Friday, March 14, 2008

Monuments To Stupidity

Roadside tombstone with inscription - Wild Man Jones, 04/01/2007.  He will be missed. Sorry about the 3 kids in the mini-van he hit. He really wasn't a bad driver when he was sober. The shoulders of highways in my area are becoming littered with shrines to people killed in traffic accidents. Aren't many of these monuments to stupidity? Either the stupidity of the person killed or a victim of the stupidity of another driver?

I have sympathy for the person killed through no fault of their own, such as a passenger in a car hit by a drunk driver, but I'm not in favor of a roadside shrine for them. And what about the person whose bad behaviour caused the crash and died? Does their stupidity and/or bad driving deserve a monument?

Maybe we should have a way to indicate if the person memorialized was a victim or a perpetrator. Maybe a white flag for a victim and a red flag for a perpetrator. Or maybe shrines to victims can have candles or lights and perpetrators can't. If you caused your own death and maybe the death of someone else, you can't advertise at night.

Some of these monuments can be large and garish. If you have an accident because you were distracted by a garish monument for a previous accident victim, are you a victim or just stupid? I wonder if you can sue.

Should monument construction guidelines be driven by an apportioning of blame, like insurance claims? Maybe the victim should take a 25% share of the blame for their own death because they were talking on their cell phone and didn't notice the on-coming car swerving into their lane. The blame flags can have red and white panels sized proportionally to the persons share of blame for their death.

And why do we call these "accidents" when so many are the result of lack of skills or bad judgement? Too many people want to be the fastest driver on the road rather than the safest.

What is the protocol and etiquette of monument building? On a dangerous corner where many accident's have occurred, do earlier victims have squatters rights and later victims have their monuments erected nearby with arrows to show the actual location of denouement?

When an accident takes the life of both the perpetrator and victims, do victims receive a preference for the location of their shrine based on the percentage of blame they were assigned? Come to think of it, is it really appropriate for the family of a perpetrator to erect a memorial if other people were killed or injured?

Is it ever appropriate for a victim's family to trash a perpetrator's memorial? Possibly as way to find closure (a much overused concept these days).
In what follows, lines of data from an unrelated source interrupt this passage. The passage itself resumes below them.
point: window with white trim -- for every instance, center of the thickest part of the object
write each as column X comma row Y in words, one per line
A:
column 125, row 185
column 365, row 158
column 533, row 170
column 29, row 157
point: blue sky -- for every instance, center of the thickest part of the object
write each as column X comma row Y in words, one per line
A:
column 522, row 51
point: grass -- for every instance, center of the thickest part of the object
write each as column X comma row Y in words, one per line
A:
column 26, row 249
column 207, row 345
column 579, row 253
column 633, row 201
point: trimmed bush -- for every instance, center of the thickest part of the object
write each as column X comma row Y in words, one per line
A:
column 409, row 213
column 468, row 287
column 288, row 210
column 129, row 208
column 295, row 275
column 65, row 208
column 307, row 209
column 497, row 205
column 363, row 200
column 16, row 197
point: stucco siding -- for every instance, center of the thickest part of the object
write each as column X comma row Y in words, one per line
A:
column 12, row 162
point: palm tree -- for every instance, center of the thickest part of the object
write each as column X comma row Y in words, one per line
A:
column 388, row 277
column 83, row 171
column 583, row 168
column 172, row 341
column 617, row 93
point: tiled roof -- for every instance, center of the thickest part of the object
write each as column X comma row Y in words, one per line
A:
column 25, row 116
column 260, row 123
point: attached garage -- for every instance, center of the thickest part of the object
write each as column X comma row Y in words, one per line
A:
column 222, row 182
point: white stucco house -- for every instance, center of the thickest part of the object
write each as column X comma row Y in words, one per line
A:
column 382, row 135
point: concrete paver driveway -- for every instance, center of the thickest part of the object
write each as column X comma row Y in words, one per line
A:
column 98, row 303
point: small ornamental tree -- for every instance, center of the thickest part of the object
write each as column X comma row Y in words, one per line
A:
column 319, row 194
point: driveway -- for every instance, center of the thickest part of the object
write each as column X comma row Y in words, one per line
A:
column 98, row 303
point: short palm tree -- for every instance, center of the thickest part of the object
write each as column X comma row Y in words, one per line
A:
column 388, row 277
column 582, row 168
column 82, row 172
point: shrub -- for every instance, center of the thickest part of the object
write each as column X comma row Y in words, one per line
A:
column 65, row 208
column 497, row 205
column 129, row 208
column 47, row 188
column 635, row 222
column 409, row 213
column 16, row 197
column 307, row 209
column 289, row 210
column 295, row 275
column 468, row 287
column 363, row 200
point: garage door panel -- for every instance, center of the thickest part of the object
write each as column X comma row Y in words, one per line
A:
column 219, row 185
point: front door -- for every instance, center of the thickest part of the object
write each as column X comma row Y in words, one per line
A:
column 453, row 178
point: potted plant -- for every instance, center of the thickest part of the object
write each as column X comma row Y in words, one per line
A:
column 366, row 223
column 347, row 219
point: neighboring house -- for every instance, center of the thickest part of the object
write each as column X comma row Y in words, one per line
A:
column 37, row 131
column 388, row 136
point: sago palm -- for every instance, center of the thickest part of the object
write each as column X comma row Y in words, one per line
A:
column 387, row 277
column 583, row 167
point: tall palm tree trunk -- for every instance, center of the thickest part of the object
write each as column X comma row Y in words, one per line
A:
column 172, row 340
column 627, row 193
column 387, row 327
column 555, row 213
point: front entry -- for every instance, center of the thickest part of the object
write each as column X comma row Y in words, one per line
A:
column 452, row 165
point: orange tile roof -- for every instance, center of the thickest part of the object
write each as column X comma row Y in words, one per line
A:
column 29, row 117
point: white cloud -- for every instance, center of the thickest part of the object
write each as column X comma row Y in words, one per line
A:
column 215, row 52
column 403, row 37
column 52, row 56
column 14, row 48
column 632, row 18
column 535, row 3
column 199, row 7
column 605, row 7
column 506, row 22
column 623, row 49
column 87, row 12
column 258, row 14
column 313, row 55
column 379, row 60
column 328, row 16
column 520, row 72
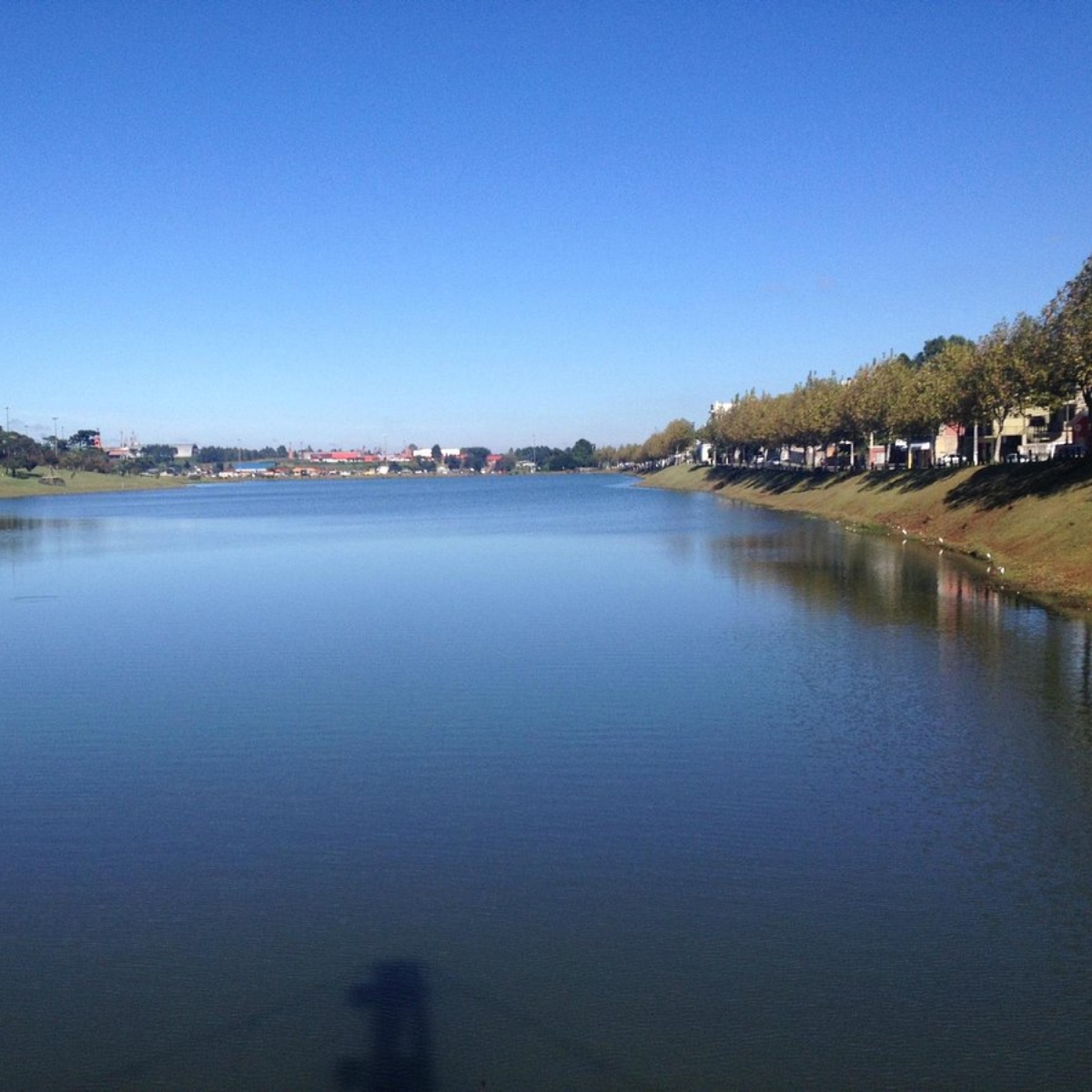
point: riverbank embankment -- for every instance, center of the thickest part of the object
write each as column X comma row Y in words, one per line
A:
column 45, row 484
column 1030, row 522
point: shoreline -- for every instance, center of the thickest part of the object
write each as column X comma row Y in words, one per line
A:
column 1030, row 522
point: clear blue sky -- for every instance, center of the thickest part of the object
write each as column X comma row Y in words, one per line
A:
column 487, row 224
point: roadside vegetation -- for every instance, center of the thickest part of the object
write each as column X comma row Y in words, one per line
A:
column 1027, row 523
column 1042, row 361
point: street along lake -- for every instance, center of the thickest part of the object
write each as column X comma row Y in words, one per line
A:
column 660, row 792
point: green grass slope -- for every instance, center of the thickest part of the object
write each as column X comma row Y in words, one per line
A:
column 1035, row 520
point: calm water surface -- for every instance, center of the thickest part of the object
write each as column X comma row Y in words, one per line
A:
column 664, row 793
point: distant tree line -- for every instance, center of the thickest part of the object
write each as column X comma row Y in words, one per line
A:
column 1036, row 361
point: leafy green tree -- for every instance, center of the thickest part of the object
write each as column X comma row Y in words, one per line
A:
column 1011, row 359
column 583, row 452
column 1068, row 326
column 20, row 453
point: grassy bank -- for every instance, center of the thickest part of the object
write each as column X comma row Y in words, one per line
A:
column 38, row 484
column 1031, row 520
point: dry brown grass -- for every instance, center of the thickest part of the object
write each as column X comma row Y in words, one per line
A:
column 1033, row 521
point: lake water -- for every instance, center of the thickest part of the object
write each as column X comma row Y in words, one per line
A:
column 660, row 792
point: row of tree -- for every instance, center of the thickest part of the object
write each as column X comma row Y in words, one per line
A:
column 1037, row 361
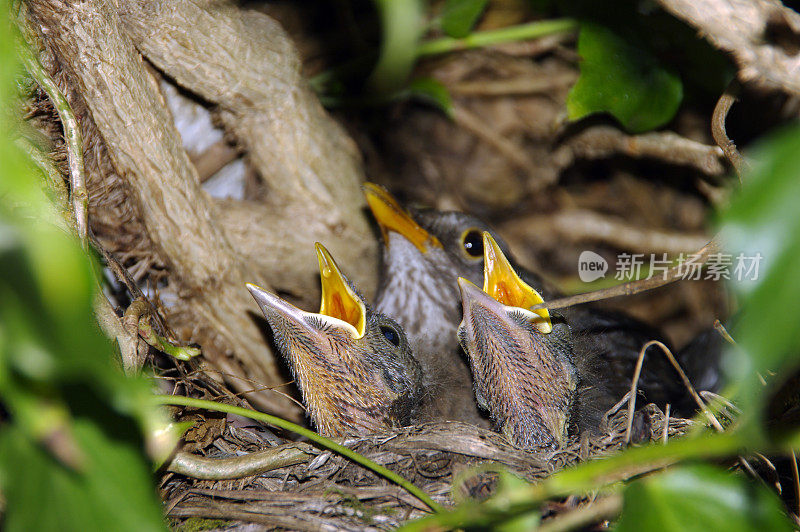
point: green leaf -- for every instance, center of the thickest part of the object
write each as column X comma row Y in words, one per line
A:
column 763, row 221
column 700, row 498
column 431, row 91
column 72, row 446
column 401, row 26
column 622, row 79
column 460, row 16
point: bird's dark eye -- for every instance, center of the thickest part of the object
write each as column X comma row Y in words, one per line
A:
column 473, row 243
column 392, row 336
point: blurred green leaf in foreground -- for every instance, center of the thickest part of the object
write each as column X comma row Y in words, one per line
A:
column 700, row 497
column 762, row 226
column 622, row 79
column 460, row 16
column 71, row 446
column 668, row 487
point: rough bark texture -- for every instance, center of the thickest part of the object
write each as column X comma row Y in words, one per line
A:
column 179, row 218
column 249, row 68
column 762, row 35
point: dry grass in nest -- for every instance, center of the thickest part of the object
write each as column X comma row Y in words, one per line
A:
column 328, row 492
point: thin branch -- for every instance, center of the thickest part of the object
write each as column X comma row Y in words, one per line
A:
column 514, row 86
column 531, row 30
column 480, row 129
column 604, row 141
column 721, row 136
column 633, row 287
column 194, row 466
column 582, row 225
column 72, row 137
column 177, row 400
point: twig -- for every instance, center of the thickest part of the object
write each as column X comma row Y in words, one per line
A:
column 632, row 287
column 72, row 136
column 178, row 400
column 192, row 465
column 721, row 136
column 582, row 517
column 744, row 29
column 581, row 225
column 514, row 86
column 603, row 141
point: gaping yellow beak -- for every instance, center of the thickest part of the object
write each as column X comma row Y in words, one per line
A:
column 338, row 299
column 392, row 217
column 502, row 283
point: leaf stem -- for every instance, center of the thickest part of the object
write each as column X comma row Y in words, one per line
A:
column 179, row 400
column 72, row 137
column 531, row 30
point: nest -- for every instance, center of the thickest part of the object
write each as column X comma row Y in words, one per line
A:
column 191, row 253
column 449, row 461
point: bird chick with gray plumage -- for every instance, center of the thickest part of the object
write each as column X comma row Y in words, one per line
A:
column 422, row 257
column 527, row 373
column 425, row 251
column 354, row 366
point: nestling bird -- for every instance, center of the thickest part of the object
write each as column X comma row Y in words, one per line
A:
column 422, row 257
column 353, row 365
column 426, row 250
column 527, row 373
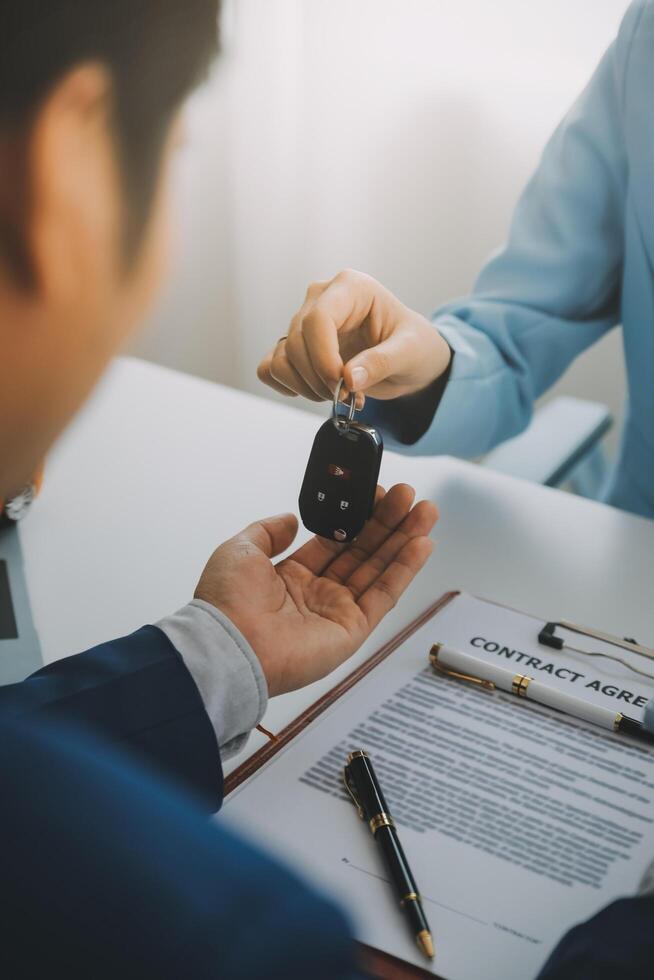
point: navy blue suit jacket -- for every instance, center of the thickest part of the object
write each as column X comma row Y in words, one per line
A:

A corner of an intersection I traverse on my daily commute has two crosses (presumably to accident victims/perpetrators, but I guess they could just be advertisements for the local churches). This corner was farm land that is being converted to a strip mall. I've been wondering what they are going to do with these monuments. Leave them alone? Tear them down? Rebuild them in an architectural style to match the mall? If monument builders are smart they'll get easements before they build anything elaborate.

At what point should memorials be taken down? I suppose these monuments are meant to honor the deceased. In that case, shouldn't you take care of them in perpetuity like tombstones? If you put them up to honor the deceased, what are you saying when you take them down? Are you saying you don't care any more? If you just let the monument decay from the elements, what does that say?

I first saw this monument trend 30 years ago when I lived in the southwest. Now it is a national movement. What is next, monuments in emergency rooms, hospital rooms and nursing homes? You can't have people tripping over monuments in the emergency rooms. How about using those walnut plaques with spaces to add names at later dates - like the ones used for employee of the month. These wouldn't take up much space and people could take comfort in knowing the place of their loved one's demise has been documented. Can you imagine buying a house and finding a brass marker in the living room noting the location of the passing of Uncle Stewart in 1985 after an overly rich Thanksgiving dinner?

As you can tell I think these roadside memorials are ridiculous. I understand the grief that motivates people to build them, but grief is an emotion that we all deal with at some point. Put up a garish headstone in the cemetery, keep pictures on the wall, but let's not clutter the shoulders of our highways. Show a little sympathy for the people who have to mow the roadside weeds.